AC Immune will receive €27.6M (CHF 30M) from big pharma Eli Lilly as it begins a phase I trial of its first-in-class Alzheimer’s disease drug.
This is the first milestone payment in a deal worth up to €1.6B (CHF 1.7B), which Eli Lilly and AC Immune signed to develop drugs for Alzheimer’s and other neurodegenerative diseases in December last year.
AC Immune triggered the first milestone payment when it launched a phase I trial of the project’s lead Alzheimer’s drug in healthy volunteers in June. Under the agreement, AC Immune will finance the phase I stage of the Alzheimer’s drug, while Lilly will fund further clinical development.
While AC Immune specializes in developing immunotherapies for neurodegenerative disease, it is developing a different kind of treatment with Lilly. The partners are developing small molecule drugs that enter the brain and bind with abnormal proteins underlying these conditions. The most advanced drug in this collaboration is designed to stop the buildup of toxic forms of a protein called tau within neurons, which scientists believe might cause Alzheimer’s disease.

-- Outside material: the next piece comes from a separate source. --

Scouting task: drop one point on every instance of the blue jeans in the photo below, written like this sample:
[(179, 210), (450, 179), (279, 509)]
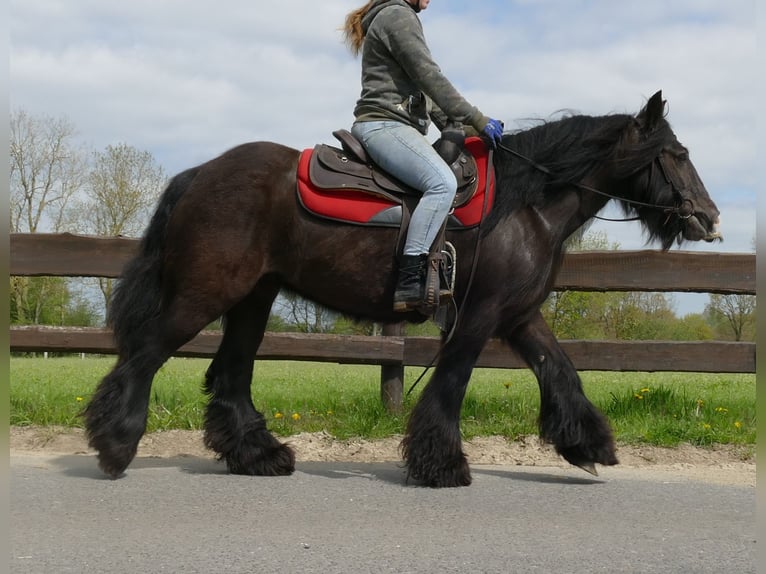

Despite decades of research, current treatments are unable to stop the progression of Alzheimer’s. Much of the research has focused on the protein amyloid-beta, whose buildup in the brain was thought to cause the condition. Unfortunately, many phase III failures have cast doubt on the amyloid-beta hypothesis. The most recent example was of Eisai and Biogen, which decided to discontinue phase III trials earlier this month after a preliminary safety review.
AC Immune has already been stung by failure. One of its antibody drugs, aimed at clearing amyloid-beta, was dropped in phase III by AC Immune’s partner Roche in January. Lilly’s interest in a drug targeting toxic tau protein instead of amyloid-beta reflects a general trend towards rethinking the approach to treating Alzheimer’s disease.
Other tactics are under development for beating Alzheimer’s disease. For example, a research group in Sweden has suggested vaccinating against viruses believed to be involved in the disease. The young UK biotech AstronauTx is developing drugs targeting dysfunctional support cells in the brain called astrocytes, while the Spanish company Oryzon Genetics is developing drugs that modify the way genes are expressed in neurons in a process called epigenetics.